Behind the Scenes

Behind the Scenes at The Dock Museum, Barrow-in-Furness

Maritime Innovation in Miniature 

Behind the Scenes in Barrow-in-Furness 

 

The founding of Barrow-in-Furness is one of the most fascinating stories in the history of maritime technology and shipbuilding. In just a handful of years at the end of the nineteenth century it transformed from a farm into a major global shipbuilding centre with a particular reputation for innovation. Today it maintains that reputation as well as its shipbuilding legacy as the home of British nuclear submarine manufacture.

The change was wrought by the discovery of iron ore deposits in nearby hills. A railway soon followed to get the ore to the coast, where Walney Island created a superb natural harbour, sheltered from the North Sea. A series of entrepreneurs and far-sighted businessmen put the pieces together and realised that Barrow itself could become a major centre of manufacture. Immense investment in people and material resulted in an unrivalled centre of design and manufacture that could boast clients from all over the world, at a time when maritime power was exploding globally.

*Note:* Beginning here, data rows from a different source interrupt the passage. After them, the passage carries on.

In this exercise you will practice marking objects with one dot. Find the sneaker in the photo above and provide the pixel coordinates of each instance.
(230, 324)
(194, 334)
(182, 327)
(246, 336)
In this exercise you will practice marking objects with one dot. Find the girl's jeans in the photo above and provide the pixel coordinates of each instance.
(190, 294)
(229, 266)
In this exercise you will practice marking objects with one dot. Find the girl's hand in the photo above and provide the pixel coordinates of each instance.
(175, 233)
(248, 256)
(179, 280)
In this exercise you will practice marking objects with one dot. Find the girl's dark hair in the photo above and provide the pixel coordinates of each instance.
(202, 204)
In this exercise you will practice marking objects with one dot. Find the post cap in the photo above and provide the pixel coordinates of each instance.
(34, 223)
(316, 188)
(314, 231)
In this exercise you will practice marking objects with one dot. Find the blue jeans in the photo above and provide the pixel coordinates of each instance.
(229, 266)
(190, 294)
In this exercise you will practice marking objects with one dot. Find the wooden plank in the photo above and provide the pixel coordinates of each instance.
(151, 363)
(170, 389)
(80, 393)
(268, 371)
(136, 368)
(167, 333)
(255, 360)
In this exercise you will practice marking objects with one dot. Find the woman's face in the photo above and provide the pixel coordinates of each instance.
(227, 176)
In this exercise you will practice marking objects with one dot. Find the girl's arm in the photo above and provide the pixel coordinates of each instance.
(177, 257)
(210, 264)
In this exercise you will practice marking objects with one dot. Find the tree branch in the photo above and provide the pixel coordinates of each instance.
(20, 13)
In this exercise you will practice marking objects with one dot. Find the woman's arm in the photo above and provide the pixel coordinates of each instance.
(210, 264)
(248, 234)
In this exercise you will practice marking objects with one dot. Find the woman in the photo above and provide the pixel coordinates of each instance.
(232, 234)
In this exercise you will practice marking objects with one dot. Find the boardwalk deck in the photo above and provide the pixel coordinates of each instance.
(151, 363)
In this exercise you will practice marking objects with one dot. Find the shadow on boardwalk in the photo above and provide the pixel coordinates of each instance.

The names of the shipbuilders at Barrow changed over time: the original Barrow Shipbuilding Company of 1871 acquired a subsidiary, the Maxim Guns and Ammunitions Company, and then both were acquired by Vickers Ltd. to become Vickers, Sons & Maxim in 1897. In 1927 they merged with Armstrong-Whitworth, an engineering company from Tyneside to become Vickers-Armstrongs, and was nationalised in the 1960s. Now Barrow is the location of BAE Systems Submarines, one of only a handful of dockyards in the world capable of constructing nuclear submarines.

As a means of advertising the design and manufacturing capabilities of the Barrow shipyard, a specialist model shop was created to make scale models of the finest ships that were created at Barrow. The Barrow Museum Service has been collecting ship models since it was established in 1900 but its most significant models are those made in the shipyard: twelve large models known as the Vickers Ship Models Collection, donated by BAE Systems in 1999. 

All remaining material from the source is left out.